By Ashwini Deshpande
I was rewarded with an HMT Suchitra 40 years ago, back when parents gifted wristwatches to their children on securing good marks in the 10th grade. However, a pang of disappointment coursed through me when I realised that it didn’t have a focus on function — the date and day displays were missing — but on form instead. Although not particularly focussed on gender equality at that time (I was 14), it did occur to me that dates were regarded as ‘unimportant’ to a girl’s life. But then I came across a list of ‘25 Best Wristwatch Brands for Women’ recently, and precisely four of those had a date indicator, while one single watch incorporated a display for the day.
User at the centre
Watches have seen an evolution, where they’re now regarded as functional objects/ crucial lifestyle accessories, as opposed to simply being status symbols. But the needle of parity as far as functionality is concerned has barely moved. Assuming that some research goes into the process of watchmaking, is it true that women value sleekness/ aesthetics/ minimalistic body work over technical, functional aspects? A few years ago, I came across an advertisement for refrigerators proudly announcing that their products were designed with inputs from women in the team. This eliminated unnecessary bending and back pains that are prevalent otherwise. Did this mean that for years they were being designed without considering the primary users’ convenience?

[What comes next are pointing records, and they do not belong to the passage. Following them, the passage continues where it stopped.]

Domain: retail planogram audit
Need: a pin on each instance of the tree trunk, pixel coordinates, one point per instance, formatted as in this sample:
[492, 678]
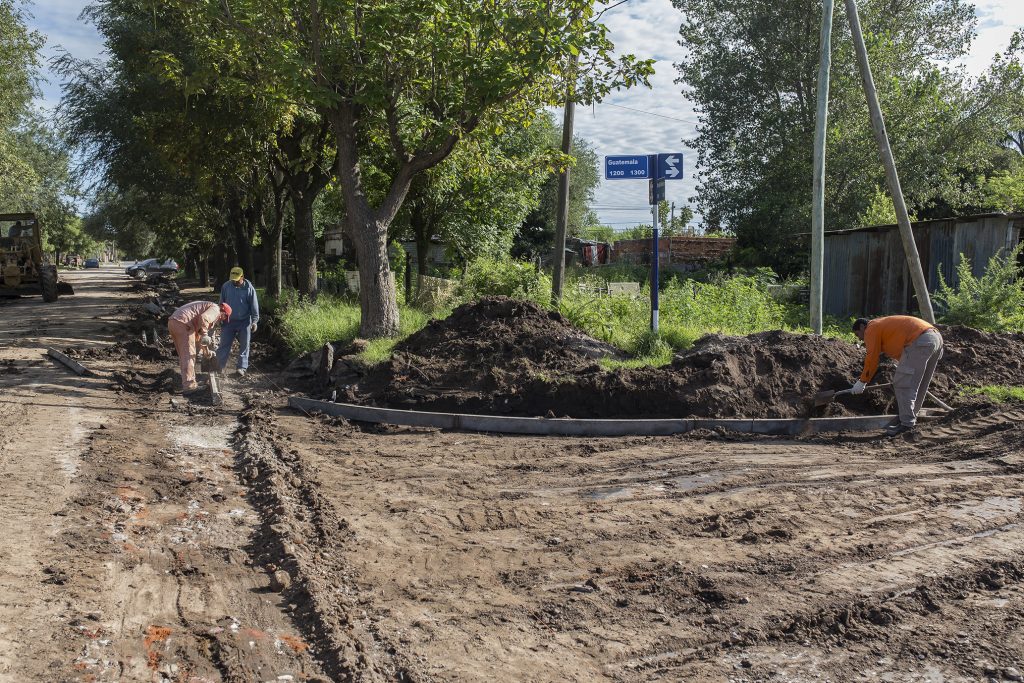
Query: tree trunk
[204, 271]
[273, 265]
[305, 245]
[378, 297]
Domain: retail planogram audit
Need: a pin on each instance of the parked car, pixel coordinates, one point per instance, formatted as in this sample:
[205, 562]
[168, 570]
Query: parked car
[151, 265]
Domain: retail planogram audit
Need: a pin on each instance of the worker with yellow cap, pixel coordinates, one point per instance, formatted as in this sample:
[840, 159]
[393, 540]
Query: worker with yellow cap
[241, 296]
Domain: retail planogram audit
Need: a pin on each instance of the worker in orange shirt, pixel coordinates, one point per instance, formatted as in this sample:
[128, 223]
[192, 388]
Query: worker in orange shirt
[915, 345]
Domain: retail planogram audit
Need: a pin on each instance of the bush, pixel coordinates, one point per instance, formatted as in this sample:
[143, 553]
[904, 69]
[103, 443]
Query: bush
[306, 327]
[491, 276]
[992, 302]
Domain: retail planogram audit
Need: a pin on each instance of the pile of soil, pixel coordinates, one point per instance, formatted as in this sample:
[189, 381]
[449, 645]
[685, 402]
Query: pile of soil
[505, 356]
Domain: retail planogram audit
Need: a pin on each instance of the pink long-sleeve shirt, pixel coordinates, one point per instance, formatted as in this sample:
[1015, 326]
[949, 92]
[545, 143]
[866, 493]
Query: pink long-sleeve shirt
[198, 315]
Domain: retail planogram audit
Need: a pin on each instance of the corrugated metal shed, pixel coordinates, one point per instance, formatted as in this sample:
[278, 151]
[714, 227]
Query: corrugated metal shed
[865, 271]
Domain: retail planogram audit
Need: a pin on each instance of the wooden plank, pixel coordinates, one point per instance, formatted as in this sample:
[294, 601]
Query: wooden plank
[572, 427]
[215, 396]
[70, 363]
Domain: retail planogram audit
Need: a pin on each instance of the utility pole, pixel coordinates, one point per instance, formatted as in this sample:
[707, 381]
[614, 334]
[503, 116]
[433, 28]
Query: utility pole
[818, 202]
[892, 177]
[562, 214]
[654, 263]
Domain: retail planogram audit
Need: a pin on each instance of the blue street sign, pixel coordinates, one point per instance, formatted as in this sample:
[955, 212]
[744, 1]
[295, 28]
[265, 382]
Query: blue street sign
[670, 166]
[627, 167]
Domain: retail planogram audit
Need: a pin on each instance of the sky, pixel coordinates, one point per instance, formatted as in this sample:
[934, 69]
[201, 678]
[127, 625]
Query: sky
[639, 121]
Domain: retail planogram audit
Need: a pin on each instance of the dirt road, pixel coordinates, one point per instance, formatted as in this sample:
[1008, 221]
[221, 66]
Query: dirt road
[127, 535]
[152, 540]
[466, 557]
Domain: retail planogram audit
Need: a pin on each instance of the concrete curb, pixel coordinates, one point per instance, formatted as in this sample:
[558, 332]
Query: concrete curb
[572, 427]
[75, 366]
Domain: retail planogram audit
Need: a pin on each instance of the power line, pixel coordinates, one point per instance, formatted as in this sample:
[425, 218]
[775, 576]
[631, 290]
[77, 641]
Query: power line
[662, 116]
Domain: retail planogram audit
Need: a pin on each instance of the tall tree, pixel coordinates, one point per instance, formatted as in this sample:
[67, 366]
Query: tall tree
[751, 69]
[414, 76]
[537, 233]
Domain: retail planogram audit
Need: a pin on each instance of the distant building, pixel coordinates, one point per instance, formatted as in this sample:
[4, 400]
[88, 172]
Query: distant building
[865, 271]
[680, 253]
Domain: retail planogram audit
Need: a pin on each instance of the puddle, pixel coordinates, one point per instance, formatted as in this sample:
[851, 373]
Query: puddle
[609, 494]
[207, 436]
[691, 481]
[988, 509]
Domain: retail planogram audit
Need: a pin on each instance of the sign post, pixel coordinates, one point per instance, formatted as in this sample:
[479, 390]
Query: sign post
[656, 169]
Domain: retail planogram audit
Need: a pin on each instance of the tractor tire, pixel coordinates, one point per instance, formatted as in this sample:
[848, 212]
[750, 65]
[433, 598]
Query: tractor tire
[48, 283]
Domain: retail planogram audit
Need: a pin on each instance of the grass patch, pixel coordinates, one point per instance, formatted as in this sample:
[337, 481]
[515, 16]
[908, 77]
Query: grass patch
[998, 392]
[306, 327]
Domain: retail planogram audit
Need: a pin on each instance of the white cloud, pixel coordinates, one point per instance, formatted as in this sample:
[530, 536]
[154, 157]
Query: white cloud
[648, 29]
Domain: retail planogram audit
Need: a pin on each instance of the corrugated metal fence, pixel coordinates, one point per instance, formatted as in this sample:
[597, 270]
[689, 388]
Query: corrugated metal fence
[866, 272]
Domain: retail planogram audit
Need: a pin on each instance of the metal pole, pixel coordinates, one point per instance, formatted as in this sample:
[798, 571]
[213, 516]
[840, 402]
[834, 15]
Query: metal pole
[892, 177]
[562, 215]
[654, 257]
[818, 203]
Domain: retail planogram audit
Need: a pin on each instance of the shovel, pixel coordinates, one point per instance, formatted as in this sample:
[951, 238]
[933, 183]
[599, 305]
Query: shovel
[825, 397]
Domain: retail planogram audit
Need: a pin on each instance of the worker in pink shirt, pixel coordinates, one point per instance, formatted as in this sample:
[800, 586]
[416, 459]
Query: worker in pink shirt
[187, 326]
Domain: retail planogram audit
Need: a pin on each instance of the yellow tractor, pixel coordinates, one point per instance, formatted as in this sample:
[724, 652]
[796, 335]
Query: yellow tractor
[23, 269]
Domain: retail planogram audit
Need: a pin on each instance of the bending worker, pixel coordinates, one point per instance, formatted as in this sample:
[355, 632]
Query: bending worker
[915, 345]
[188, 325]
[241, 296]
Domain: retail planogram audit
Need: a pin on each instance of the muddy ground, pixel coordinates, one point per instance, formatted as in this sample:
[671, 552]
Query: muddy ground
[503, 356]
[157, 540]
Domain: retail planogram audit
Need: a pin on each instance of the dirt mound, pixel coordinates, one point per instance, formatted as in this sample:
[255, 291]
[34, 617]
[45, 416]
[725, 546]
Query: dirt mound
[975, 357]
[511, 357]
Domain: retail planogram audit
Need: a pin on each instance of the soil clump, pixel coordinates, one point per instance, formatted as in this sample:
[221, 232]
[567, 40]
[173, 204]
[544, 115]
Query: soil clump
[505, 356]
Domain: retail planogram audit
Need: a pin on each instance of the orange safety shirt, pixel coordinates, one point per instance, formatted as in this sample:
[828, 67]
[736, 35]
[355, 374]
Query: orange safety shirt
[890, 335]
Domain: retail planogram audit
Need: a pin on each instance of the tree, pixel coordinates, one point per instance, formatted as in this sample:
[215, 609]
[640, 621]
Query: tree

Let us talk about something more intimate: the bra. Here are some revelations for those who don’t wear one: In 2014, Rudy Ribbon, a new-age US-based intimate wear brand talked to over 3,000 women to understand their attitudes towards bras. A staggering 92% of the respondents said they just want support and comfort; 21% rated their bra “an enemy I wish I had never met”; and nearly half said, “a business partner I put up with”. When asked to describe their bra in one word, the most popular term was ‘uncomfortable’.
Now, Rudy Ribbon utilised this data (in addition to other surveys) to completely eliminate wire-based bras from their range of products, to develop a bra replacement — the camisole. They sold over 500,000 units of this by 2018 alone.
What women want
After having worked in the field of user-centred design for over 30 years, I can safely conclude that gender has an impact on decision making processes. I believe there are four key dimensions that cement women’s relationships with products.
Functionality: if the object has to perform certain function/s, how well is it doing that? Is it increasing efficiency? Does it work for me? Then comes aesthetics: does it align with my aesthetic preferences of colour, texture, shape and scale? Do I like the way it looks and feels?
Then there’s interaction: is it easy to use/ instal/ operate/ interact with/ maintain? And finally, communication: does it seem like the brand understands my pain points/ needs/desires, and does it provide a solution? Is the tone of the brand voice resonating with me?
The bottom line is that all of these considerations are integral when it comes to understanding women, their decisions and the value systems that lie beneath them. So, even if the end goal is to simply boost business, there is only one way forward.
This is not just true about cars, white goods, mobile phones or office chairs. I know of lingerie or femcare brands that have no women in their product development teams. When women are purchasing goods/ products/ services or are making purchase-oriented decisions, it is imperative to consider their points of view. Sounds like a no-brainer, but does it really happen that way?